As algorithmic decision-makers are increasingly applied to high-stakes domains, AI alignment research has evolved from a focus on universal value alignment to context-specific approaches that account for decision-maker attributes. Prior work on Decision-Maker Alignment (DMA) has explored two primary strategies: (1) classical AI methods integrating case-based reasoning, Bayesian reasoning, and naturalistic decision-making, and (2) large language model (LLM)-based methods leveraging prompt engineering. While both approaches have shown promise in limited domains such as medical triage, their generalizability to novel contexts remains underexplored. In this work, we implement a prior classical AI model and develop an LLM-based algorithmic decision-maker evaluated using a large reasoning model (GPT -5) and a non-reasoning model (GPT -4) with weighted self-consistency under a zero-shot prompting framework, as proposed in recent literature.
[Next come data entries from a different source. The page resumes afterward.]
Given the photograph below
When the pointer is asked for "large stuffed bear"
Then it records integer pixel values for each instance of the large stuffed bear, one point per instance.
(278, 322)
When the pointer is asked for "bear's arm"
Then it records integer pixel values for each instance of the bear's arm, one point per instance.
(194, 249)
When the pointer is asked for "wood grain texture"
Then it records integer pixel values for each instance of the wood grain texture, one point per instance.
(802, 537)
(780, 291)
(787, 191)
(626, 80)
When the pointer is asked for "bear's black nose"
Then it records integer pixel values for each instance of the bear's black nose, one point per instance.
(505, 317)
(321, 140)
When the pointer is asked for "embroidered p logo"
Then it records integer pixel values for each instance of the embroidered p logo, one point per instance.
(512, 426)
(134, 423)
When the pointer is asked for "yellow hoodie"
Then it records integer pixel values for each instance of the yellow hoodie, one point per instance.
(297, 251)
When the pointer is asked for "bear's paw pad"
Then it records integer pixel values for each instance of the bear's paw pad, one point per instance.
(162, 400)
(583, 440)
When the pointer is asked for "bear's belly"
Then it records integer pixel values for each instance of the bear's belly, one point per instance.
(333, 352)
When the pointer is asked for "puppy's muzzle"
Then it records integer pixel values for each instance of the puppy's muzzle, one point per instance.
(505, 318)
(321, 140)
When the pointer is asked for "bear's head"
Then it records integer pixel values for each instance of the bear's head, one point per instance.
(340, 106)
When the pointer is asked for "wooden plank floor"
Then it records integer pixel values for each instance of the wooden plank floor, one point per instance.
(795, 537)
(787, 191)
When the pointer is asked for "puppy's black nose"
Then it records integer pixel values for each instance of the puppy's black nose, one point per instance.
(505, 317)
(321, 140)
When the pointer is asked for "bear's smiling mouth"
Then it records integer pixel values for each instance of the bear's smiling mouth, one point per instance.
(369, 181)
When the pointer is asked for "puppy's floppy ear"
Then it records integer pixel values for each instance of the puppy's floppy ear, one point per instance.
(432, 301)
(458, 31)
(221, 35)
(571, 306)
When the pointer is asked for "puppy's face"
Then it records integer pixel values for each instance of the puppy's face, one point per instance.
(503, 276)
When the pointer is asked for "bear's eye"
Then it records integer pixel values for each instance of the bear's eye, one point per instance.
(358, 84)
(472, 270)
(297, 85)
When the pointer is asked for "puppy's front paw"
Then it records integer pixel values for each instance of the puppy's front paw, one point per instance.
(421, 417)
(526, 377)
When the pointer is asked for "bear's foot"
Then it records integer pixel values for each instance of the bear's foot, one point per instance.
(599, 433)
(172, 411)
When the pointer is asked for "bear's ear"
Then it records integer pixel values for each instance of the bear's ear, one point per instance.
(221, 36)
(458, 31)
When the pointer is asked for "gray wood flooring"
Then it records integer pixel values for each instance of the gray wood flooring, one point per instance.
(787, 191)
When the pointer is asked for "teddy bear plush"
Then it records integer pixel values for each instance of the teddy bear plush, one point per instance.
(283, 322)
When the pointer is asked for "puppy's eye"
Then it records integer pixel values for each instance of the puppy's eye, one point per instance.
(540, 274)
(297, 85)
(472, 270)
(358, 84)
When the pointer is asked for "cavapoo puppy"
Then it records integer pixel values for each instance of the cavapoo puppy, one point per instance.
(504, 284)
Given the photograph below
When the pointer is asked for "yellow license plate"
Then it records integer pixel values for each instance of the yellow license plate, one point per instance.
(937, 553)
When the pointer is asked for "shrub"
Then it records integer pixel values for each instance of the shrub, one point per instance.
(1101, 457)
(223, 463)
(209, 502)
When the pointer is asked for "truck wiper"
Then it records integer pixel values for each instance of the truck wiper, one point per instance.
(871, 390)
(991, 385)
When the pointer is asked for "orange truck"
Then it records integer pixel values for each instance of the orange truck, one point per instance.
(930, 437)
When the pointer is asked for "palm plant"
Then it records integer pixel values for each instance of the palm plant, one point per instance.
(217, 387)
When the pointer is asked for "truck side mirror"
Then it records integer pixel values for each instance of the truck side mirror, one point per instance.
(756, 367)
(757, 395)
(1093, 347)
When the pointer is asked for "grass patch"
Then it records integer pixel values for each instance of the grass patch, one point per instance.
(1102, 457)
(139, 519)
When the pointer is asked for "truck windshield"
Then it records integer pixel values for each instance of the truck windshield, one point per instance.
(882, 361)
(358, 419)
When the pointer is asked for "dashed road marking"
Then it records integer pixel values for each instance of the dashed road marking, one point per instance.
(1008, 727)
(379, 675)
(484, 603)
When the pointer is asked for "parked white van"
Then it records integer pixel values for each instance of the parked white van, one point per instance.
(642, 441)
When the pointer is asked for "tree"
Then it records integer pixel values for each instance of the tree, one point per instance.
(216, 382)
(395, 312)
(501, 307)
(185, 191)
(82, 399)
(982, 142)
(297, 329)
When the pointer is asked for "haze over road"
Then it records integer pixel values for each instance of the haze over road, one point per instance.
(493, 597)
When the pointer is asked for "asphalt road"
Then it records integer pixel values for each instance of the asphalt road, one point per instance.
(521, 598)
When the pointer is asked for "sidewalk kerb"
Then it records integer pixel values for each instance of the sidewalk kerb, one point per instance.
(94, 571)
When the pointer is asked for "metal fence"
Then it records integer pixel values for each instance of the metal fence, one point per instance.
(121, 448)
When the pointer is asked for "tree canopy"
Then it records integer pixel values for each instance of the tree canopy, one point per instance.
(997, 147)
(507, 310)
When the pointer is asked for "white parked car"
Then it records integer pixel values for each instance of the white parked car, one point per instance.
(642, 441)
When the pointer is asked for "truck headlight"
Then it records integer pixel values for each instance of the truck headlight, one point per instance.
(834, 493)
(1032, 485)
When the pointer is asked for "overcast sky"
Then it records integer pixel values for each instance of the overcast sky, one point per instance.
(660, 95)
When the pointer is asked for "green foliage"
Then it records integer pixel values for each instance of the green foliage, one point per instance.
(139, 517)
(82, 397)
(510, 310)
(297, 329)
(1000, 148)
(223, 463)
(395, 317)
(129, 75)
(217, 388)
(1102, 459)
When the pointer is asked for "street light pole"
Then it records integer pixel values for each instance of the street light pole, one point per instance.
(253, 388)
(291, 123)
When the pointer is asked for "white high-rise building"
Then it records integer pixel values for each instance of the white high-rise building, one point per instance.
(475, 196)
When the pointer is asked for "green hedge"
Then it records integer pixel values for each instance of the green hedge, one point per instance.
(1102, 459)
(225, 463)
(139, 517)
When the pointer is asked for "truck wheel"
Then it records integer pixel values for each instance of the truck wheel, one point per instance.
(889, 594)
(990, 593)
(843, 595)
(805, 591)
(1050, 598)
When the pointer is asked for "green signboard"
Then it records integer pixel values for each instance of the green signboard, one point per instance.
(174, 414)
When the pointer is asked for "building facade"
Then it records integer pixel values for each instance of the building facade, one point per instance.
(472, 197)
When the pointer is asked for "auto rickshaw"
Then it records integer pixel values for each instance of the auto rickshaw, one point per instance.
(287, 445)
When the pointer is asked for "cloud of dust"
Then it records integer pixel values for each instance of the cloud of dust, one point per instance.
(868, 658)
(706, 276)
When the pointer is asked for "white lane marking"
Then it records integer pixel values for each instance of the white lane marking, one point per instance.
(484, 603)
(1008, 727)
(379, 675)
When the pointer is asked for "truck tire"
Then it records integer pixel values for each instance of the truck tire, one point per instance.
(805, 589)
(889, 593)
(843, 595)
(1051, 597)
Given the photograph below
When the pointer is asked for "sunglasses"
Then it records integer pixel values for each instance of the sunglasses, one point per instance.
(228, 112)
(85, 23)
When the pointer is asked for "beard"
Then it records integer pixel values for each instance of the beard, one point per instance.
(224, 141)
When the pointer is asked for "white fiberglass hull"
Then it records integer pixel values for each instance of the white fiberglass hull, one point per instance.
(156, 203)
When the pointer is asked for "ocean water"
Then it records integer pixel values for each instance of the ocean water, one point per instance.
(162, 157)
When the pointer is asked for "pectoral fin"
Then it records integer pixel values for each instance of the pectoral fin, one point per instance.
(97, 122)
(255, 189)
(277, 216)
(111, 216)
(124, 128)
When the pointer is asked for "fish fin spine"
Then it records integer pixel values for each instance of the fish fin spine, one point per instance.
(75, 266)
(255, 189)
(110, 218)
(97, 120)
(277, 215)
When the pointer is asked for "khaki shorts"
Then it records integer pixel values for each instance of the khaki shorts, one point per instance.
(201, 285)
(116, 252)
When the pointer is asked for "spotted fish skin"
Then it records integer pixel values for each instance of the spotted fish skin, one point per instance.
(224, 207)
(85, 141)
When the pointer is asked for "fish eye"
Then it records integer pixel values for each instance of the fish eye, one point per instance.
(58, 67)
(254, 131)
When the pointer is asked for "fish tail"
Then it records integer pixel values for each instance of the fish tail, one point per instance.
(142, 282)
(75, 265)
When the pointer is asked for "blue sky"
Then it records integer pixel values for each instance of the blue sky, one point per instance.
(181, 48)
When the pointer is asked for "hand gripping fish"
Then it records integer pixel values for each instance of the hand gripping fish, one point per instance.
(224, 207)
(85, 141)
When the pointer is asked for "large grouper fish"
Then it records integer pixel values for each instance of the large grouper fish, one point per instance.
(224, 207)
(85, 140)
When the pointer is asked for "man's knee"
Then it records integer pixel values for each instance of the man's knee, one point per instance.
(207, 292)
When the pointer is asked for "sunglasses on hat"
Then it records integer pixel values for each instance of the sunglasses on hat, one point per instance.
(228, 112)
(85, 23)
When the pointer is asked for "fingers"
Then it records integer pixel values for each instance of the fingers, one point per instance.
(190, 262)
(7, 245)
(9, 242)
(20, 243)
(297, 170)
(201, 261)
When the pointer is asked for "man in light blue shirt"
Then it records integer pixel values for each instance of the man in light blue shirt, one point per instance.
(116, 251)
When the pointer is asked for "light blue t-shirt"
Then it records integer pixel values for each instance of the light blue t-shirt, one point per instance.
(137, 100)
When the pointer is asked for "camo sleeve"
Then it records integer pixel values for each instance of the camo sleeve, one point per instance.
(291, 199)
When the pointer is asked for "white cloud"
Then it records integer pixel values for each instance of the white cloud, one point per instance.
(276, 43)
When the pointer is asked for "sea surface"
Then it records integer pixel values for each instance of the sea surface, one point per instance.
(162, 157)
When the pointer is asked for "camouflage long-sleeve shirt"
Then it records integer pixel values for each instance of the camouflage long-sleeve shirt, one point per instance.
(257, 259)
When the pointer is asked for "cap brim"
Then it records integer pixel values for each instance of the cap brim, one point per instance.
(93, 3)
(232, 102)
We evaluate both approaches on a health insurance decision-making dataset annotated for three target decision-makers with varying levels of risk tolerance (0.0, 0.5, 1.0). In the experiments reported herein, classical AI and LLM-based models achieved comparable alignment with attribute-based targets, with classical AI exhibiting slightly better alignment for a moderate risk profile.